Madalla. Die Explosion zerriss die Luft am frühen Morgen des ersten Weihnachtstags. Die Weihnachtsmesse in der katholischen Kirche St. Theresa in Madalla war soeben zu Ende gegangen. Die Gläubigen waren dabei, das Gotteshaus zu verlassen. Sekunden später ein Bild des Grauens: verstümmelte Leichen, brennende Autos, die Kirche und nahe Gebäude schwer beschädigt.
Ein Mann, der seine Schwester bei dem Anschlag verlor, schildert die Ereignisse so: „Als wir aus der Kirche kamen, ging ich noch einmal zurück, weil ich eine Weihnachtskarte vergessen hatte. Kurz darauf hörte ich einen Knall. Alles, was ich sah, war Rauch und Menschen, die schrien und herumliefen. Dann sah ich die Fetzen der Kleider meiner Schwester“, erzählt Ndubuisi Chukemeka. Die Polizei in Madalla vermutet, dass eine Autobombe explodierte. Ein verdächtiges Auto habe kurz vor der Explosion nahe der Kirche geparkt, berichteten Augenzeugen.
Die Helfer bargen mindestens 35 Tote. Eine fünfköpfige Familie wurde fast ausgelöscht. Eine Dreizehnjährige ist die einzige Überlebende ihrer Familie. Sie konnte an diesem Morgen nicht zur Messe gehen. Dutzende Menschen wurden verletzt, viele von ihnen schwer. In St. Theresa waren den ganzen Tag über Messen geplant, von sechs Uhr morgens bis sieben Uhr abends.
Nach der Explosion liegt der erst vor wenigen Jahren neu gebaute Eingangsbereich in Schutt und Asche.
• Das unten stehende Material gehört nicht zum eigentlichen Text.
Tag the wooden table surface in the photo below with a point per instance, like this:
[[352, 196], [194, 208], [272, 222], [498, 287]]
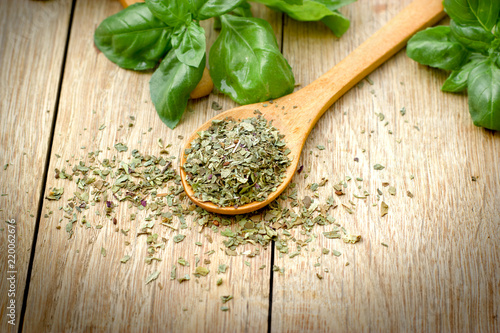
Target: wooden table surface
[[439, 272]]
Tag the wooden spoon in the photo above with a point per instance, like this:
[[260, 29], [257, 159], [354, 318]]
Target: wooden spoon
[[307, 105]]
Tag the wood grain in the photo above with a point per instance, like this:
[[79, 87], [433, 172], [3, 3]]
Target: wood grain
[[296, 114], [73, 287], [440, 270], [32, 43]]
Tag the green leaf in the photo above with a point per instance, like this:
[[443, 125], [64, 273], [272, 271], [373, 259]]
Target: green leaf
[[244, 10], [170, 86], [334, 4], [472, 37], [213, 8], [457, 81], [246, 63], [483, 13], [337, 23], [435, 48], [190, 44], [484, 95], [172, 12], [133, 38], [319, 10]]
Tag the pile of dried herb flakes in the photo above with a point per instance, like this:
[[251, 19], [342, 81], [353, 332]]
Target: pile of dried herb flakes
[[234, 163], [149, 186]]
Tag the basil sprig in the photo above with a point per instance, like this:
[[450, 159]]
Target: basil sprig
[[470, 49], [245, 60]]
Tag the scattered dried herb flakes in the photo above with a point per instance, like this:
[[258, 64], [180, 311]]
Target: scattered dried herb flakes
[[121, 147], [179, 238], [384, 209], [216, 106], [235, 163], [55, 193], [226, 299], [153, 276], [203, 271]]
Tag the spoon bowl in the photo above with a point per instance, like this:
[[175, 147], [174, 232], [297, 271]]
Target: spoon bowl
[[296, 114]]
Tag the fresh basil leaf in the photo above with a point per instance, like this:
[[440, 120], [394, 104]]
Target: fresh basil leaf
[[212, 8], [334, 4], [170, 86], [172, 12], [337, 23], [246, 63], [474, 12], [457, 81], [244, 10], [312, 11], [484, 95], [474, 38], [496, 28], [189, 44], [434, 47], [133, 38]]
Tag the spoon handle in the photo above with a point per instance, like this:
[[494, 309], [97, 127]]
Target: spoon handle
[[318, 96]]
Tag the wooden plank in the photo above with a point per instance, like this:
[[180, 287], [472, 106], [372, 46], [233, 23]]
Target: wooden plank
[[73, 286], [440, 270], [32, 44]]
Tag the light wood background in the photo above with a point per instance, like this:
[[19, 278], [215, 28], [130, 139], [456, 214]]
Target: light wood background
[[440, 271]]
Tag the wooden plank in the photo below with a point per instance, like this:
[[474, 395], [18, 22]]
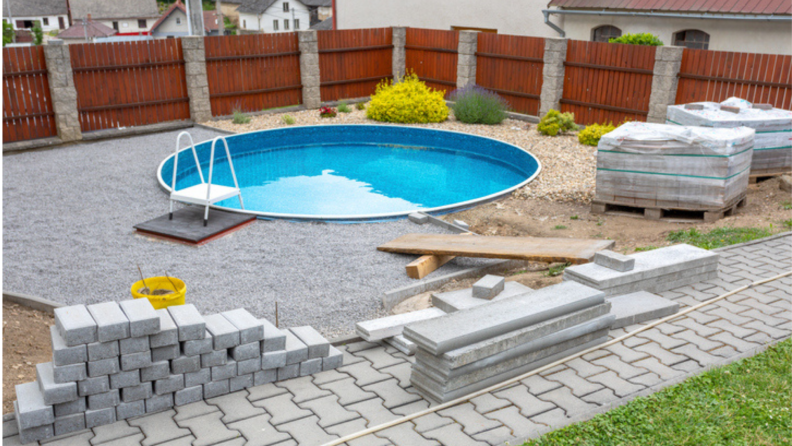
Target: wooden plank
[[575, 251]]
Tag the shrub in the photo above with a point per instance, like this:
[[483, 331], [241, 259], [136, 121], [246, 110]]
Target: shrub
[[591, 135], [555, 122], [327, 112], [638, 39], [476, 105], [409, 102]]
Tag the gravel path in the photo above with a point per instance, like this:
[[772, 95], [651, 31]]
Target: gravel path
[[67, 236]]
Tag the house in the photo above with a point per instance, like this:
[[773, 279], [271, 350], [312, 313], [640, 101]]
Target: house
[[272, 16], [726, 25], [127, 17], [51, 15]]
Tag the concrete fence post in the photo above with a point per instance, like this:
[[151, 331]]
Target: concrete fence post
[[399, 55], [466, 58], [309, 69], [197, 82], [62, 91], [552, 75], [668, 60]]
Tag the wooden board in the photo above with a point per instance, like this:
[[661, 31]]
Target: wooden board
[[576, 251]]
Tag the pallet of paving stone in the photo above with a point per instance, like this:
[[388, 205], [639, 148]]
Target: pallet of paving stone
[[575, 251], [112, 361]]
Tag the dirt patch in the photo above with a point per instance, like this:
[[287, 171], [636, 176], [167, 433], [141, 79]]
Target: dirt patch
[[26, 342]]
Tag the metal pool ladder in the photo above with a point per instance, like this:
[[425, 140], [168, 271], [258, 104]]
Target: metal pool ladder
[[205, 193]]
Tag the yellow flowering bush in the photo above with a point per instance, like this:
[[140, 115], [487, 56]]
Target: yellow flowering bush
[[408, 102]]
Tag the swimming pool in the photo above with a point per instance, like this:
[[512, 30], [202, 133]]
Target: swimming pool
[[357, 172]]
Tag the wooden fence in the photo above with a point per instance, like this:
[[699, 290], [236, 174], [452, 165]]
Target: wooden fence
[[717, 75], [352, 62], [432, 55], [607, 82], [126, 84], [253, 72], [27, 106], [512, 67]]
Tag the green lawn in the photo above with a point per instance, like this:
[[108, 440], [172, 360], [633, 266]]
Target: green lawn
[[744, 403]]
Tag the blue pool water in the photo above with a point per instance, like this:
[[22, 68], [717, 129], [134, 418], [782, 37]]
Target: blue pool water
[[357, 172]]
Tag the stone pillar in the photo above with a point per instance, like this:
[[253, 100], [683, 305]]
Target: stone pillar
[[552, 75], [197, 82], [399, 54], [466, 58], [668, 60], [309, 69], [64, 95]]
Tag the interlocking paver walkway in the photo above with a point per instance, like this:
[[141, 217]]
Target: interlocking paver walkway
[[373, 386]]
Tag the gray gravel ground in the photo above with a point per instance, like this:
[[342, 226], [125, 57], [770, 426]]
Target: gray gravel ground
[[67, 236]]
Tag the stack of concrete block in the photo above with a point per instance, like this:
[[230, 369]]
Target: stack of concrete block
[[112, 361], [653, 271], [474, 348]]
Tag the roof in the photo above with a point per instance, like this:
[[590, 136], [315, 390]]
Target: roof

Einige Polizisten bewachen den Ort der Zerstörung. Die Mitglieder der Kirchengemeinde stehen unter Schock. Viele von ihnen eilten in die Krankenhäuser, um ihren trauernden Mitgläubigen beizustehen.
Auch aus anderen Kirchen in der Hauptstadt flüchteten die Gläubigen aus Angst vor weiteren Anschlägen. Die radikal-islamische Sekte Boko Haram bekannte sich zu dem Anschlag. Die Behörden befürchten eine koordinierte Angriffswelle auf Christen, denn nur wenig später ereigneten sich Angriffe auf eine Kirche in der Unruheregion Jos in Zentral-Nigeria sowie zwei Kirchen im Nordosten. Dabei starben ebenfalls mindestens fünf Menschen. Die Gruppe, deren Name in einem örtlichen Dialekt „Westliche Bildung ist eine Sünde“ heißt, lehnt den westlichen Lebensstil ab und tyrannisiert die Bevölkerung.
Bereits 2010 gab es mehr als 80 Tote bei Angriffen auf Weihnachtsfeiern. Bei Bombenanschlägen in Abuja an Silvester 2010 starben 30 Menschen. Hunderte Menschen wurden auch in diesem Jahr Opfer religiös motivierter Gewalt in dem bevölkerungsreichsten Land Afrikas mit 150 Millionen Einwohnern. Im Süden leben hauptsächlich Christen, im Norden Muslime.